Setelah news round-up tadi, acara dilanjutkan dengan sebuah program talkshow, saya lupa judulnya. Akan tetapi, talkshow yang dipandu oleh Dwi Tri, wartawan majalah GATRA, dan menghadirkan tiga nara sumber ini, menarik perhatiaan saya. Nara sumber pertama adalah, Dirgo Purbo, seorang Dosen di SeskoAD dan SeskoAU, penulis buku yang berjudul Geopolitik Perminyakan. Nara sumber kedua, Agusman Effendi, seorang mantan anggota DPR periode 2004 - 2009 dari Partai Golkar dan anggota Dewan Energi Nasional. Dengan segala hormat dan permintaan maaf, saya kok lupa nama dari nara sumber yang ketiga.
Tidak semua perbincangan saya bisa ikuti karena udah nyampai di kantor, hanya setengah jam pertama saja dari talkshow yang berdurasi dua jam itu yang saya ikuti. Agusman Effendi menyampaikan update terhadap apa itu Dewan Energi Nasional dan kegiatan yang sudah dan akan dilaksanakan. Pembentukan Dewan Energi Nasional merupakan amanat dari UU no. 30 tahun 2007, keanggotaannya terdiri dari unsur pemerintahaan dan pemangku kepentingan lainnya, termasuk konsumen dan akademisi. Dewan ini diketuai oleh Presiden Republik Indonesia.
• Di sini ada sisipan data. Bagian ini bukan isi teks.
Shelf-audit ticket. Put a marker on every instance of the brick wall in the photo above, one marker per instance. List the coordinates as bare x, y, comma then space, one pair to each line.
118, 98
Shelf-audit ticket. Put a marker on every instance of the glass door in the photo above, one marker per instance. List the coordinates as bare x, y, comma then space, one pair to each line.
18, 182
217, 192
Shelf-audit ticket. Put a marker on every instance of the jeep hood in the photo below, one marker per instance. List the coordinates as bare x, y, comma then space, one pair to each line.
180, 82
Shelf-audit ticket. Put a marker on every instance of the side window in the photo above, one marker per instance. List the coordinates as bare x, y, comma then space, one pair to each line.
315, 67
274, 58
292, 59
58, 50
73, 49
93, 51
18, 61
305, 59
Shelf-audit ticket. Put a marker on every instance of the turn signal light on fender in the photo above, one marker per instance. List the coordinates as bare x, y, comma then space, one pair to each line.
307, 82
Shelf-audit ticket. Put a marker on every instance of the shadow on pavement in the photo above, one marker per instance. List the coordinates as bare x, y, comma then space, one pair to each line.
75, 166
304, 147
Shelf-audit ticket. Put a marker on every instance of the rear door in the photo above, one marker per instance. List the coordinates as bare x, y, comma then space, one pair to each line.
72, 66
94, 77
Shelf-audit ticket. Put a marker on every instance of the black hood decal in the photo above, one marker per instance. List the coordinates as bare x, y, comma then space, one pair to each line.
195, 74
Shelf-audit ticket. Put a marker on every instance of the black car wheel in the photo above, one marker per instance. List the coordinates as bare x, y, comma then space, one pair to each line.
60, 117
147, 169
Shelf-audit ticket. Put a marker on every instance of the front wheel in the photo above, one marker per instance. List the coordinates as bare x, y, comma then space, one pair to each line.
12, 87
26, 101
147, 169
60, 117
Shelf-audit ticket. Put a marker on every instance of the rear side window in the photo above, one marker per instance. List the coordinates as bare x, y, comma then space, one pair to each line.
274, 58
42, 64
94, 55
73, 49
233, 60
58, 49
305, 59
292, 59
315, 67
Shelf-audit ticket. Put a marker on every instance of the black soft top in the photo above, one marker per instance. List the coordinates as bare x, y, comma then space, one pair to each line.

Dwi Tri mencoba "memanaskan" suasana dengan sebuah pertanyaan. Sejak tahun 70an, selalu saja ada yang mengatakan bahwa cadangan minyak bumi Indonesia akan habis dalam kurun 18 tahun ke depan, kenyataannya kita sekarang masih mempunyai-nya. Pancingan ini ditanggapi oleh Dirgo Purbo dengan memberikan contoh, sumur minyak pertama yang berhasil dibor di Amerika terjadi pada abad 19, tahunnya saya lupa, akan tetapi sampai sekarang ini, Amerika Serikat tetap mampu menghasilkan minyak bumi dari cadangan dalam negerinya. Demikian pula dengan di Indonesia, walaupun kapasitas produksi Indonesia menurun, tetap saja kita dapat menghasilkan minyak bumi, temuan di Cepu sebagai contohnya.
Data produksi dan konsumsi minyak bumi Indonesia, memang menyampaikan fakta bahwa Indonesia adalah net-importer, dengan konsumsi yang berkisar 1,4 juta barel per hari, sementara kapasitas lifting kita yang hanya berkisar 960 ribu barrel per hari saja. Dirgo memberikan pengandaian yang "menarik", menanggapi hal ini.
Jika saja uang sebanyak 6.7 triyun rupiah yang kita gunakan untuk melakukan bailout terhadap Bank Century, kita investasikan untuk pengeboran sumur minyak baru, dengan asumsi bahwa investasi yang dibutuhkan untuk melakukan pengeboran dan pengembangan satu sumur minyak baru di onshore adalah 10 Juta Dollar, maka dengan menggunakan kurs I USD sama dengan 10,000 rupiah, maka terdapat 670 sumur minyak baru yang dapat kita bor dan ambil manfaatnya. Jika saja, diasumsikan juga bahwa satu sumur baru tersebut mampu menghasilkan 2,000 (dua ribu) barel per hari minyak bumi, maka tambahan produksi sekitar 1,34 juta barrel per hari akan didapatkan dan Indonesia akan kembali menjadi eksportir minyak bumi. Sebuah pengandaian yang "menarik" bukan.
[caption id="attachment_93807" align="aligncenter" width="500" caption="sumur minyak bumi (sumber: m.kompas.com)"][/caption] Saya tak hendak menilai valid atau tidaknya pengandaian dan asumsi2 yang dipakai, termasuk dengan angka-angka cantik tadi, saya pun juga tak ingin menanggapi tentang kasus bailout Bank Century dalam kesempatan ini. Saya cuma ingin menyampaikan bahwa terlepas dari itu semua, ini adalah sebuah opportunity cost, itu saja. Thanks God its Monday dan salam mbuh ra ruh.